N’djai também acusa o governo de Embaló de aumentar os custos dos bens de primeira necessidade, agravando a pobreza extrema. “A cada dez guineenses, sete vivem abaixo do mínimo necessário para sobrevivência, abaixo de 1 dólar por dia.”
Além da instabilidade política crônica, a Guiné-Bissau é conhecida como um importante ponto de trânsito de cocaína da América Latina para a Europa. Especialistas apontam que o tráfico aumentou durante o mandato de Embaló, ligando a fragilidade das instituições à corrupção e à influência de milícias nas estruturas de poder.
Reações internacionais
O Ministério das Relações Exteriores do Brasil divulgou uma nota condenando a “suspensão arbitrária” das eleições e apelou às forças políticas para que retomassem o diálogo pacífico.
O Governo de Cabo Verde, membro da CPLP (Comunidade dos Países de Língua Portuguesa) e país vizinho, também condenou “com veemência, qualquer tomada do poder pela força” e apelou para o rápido restabelecimento da ordem constitucional, incluindo a conclusão do processo eleitoral.
Iancuba N’djai foi direto no pedido de apoio internacional. “O apelo aqui é para que a comunidade internacional nos ajude a resolver isto com o povo da Guiné-Bissau.”
Entrevistado pelo Brasil de Fato no Níger, Iancuba N’djai é aluno da antiga Escola Piloto, considerada a base da formação ideológica do PAIGC, além de combatente da Liberdade da Pátria durante o processo de independência do país.

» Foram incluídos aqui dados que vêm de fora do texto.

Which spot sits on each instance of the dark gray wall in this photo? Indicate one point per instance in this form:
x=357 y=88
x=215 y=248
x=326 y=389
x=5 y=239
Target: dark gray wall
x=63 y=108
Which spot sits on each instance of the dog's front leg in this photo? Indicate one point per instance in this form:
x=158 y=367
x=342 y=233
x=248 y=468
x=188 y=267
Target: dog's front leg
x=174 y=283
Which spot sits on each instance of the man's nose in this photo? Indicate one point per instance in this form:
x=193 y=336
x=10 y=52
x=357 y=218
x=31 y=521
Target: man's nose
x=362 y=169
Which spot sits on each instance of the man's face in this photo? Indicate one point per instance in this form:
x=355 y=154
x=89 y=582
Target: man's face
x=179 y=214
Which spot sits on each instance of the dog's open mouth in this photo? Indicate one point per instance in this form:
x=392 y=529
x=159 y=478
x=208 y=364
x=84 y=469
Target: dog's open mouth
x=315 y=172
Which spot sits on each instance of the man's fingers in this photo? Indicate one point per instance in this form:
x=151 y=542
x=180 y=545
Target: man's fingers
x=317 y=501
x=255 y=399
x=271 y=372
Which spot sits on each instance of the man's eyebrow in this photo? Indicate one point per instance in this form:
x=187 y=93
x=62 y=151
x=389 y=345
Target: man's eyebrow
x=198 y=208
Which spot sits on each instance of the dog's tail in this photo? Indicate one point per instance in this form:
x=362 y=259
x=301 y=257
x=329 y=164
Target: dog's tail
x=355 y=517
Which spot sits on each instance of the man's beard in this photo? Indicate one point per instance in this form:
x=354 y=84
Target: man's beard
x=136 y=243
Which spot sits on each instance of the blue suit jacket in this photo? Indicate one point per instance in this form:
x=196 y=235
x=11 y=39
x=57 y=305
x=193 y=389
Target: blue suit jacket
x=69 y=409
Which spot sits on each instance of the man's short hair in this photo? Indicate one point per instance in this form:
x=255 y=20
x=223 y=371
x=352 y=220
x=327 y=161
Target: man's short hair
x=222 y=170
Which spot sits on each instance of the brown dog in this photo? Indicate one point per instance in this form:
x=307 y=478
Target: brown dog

Ele conheceu Amílcar Cabral, principal líder pela independência do país e fundador do PAIGC, ainda na infância.
“Cabral não só organizou o partido, como conseguiu tornar um partido revolucionário neste país, conseguiu mobilizar o povo, conseguiu unir as diferentes etnias do país. Temos 36 grupos étnicos. Cabral conseguiu, na base do princípio da unidade de luta, unir esse povo para lutar contra o colonialismo português”, pontuou em março deste ano.